L’homme est fatigué. Lorsqu’il l’est suffisamment pour mourir – mettons à huitante ans – il a pourtant passé deux-cent mille heures à dormir, c’est-à-dire plus de vingt-deux ans. C’est le résultat que l’on obtient en octroyant à chacun des nuits de sept heures mais le calcul pécherait par optimisme. D’après une étude belge parue en septembre 2021 chez Questions santé, nos nuits seraient aujourd’hui amputées: vingt minutes de moins qu’en 2010 et nonante de moins qu’en 1970. C’est une affaire sérieuse et il faut être précis. Pour ce qui est du Français, on a calculé qu’il dort en moyenne six heures et quarante-deux minutes.

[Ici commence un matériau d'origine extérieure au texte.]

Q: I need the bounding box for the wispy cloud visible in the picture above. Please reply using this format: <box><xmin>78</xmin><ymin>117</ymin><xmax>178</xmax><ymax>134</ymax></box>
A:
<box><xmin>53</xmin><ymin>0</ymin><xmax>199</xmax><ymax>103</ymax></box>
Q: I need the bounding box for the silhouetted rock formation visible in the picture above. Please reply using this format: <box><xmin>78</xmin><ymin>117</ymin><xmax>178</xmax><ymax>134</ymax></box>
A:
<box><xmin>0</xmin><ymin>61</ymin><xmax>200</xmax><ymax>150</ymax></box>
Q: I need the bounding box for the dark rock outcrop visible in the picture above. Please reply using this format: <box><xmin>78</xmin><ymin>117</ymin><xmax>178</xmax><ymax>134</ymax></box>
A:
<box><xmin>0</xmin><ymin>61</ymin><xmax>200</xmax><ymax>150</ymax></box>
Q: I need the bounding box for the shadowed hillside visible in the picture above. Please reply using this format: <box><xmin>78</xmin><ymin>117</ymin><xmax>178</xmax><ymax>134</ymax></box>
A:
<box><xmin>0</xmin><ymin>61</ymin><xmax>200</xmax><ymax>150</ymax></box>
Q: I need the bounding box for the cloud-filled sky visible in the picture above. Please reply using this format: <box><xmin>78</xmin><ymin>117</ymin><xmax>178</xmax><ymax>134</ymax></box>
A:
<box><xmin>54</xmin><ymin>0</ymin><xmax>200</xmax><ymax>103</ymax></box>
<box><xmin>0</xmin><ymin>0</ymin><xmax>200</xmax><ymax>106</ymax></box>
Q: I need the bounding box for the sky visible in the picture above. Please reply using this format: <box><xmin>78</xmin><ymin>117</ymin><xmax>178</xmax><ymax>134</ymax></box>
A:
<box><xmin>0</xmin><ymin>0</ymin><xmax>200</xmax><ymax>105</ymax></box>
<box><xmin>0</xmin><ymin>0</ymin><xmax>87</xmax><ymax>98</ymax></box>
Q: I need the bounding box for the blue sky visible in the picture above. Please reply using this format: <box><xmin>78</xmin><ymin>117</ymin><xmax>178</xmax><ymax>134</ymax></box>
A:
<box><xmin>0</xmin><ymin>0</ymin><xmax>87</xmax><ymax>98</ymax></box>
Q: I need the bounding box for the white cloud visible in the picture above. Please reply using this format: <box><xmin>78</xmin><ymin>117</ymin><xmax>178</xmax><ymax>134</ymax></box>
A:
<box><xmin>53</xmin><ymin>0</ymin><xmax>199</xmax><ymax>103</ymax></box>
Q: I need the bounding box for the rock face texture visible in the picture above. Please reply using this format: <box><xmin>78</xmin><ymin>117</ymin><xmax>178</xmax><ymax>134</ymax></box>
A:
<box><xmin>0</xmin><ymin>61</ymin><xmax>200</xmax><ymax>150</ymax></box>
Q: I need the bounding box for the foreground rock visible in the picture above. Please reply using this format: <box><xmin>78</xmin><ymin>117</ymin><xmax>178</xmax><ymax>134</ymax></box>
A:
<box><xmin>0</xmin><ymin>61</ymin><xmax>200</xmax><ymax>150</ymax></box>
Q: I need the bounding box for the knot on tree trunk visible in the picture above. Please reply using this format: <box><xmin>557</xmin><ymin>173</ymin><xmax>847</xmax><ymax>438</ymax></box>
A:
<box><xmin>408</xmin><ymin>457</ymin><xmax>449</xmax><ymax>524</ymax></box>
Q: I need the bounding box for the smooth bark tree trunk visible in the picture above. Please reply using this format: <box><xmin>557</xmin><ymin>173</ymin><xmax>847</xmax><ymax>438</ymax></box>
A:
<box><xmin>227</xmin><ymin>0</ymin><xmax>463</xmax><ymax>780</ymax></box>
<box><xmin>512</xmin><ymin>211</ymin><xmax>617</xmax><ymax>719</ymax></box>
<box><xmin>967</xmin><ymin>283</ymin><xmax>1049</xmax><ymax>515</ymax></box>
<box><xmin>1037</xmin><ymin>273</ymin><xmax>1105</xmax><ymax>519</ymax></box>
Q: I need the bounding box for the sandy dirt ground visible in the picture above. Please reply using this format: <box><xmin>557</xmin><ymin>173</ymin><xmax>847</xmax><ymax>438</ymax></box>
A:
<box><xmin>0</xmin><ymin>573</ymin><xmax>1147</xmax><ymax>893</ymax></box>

Cela ne doit pas être très différent pour l’Helvète, sauf pour le Vaudois et le Bernois à qui ces six heures quarante-deux prennent davantage de temps.

Pour la précision scientifique de la chose, notez que la statistique ne prend en compte que les heures de sommeil nocturne, excluant de son champ d’investigation les moments où l’on dort au bureau, devant une émission de la RTS où à l’écoute d’une conférence ou d’un sermon.

Ce qui démontre que l’homme ne manque pas d’imagination lorsqu’il s’agit de compenser les insuffisantes six heures quarante-deux mesurées par les chercheurs.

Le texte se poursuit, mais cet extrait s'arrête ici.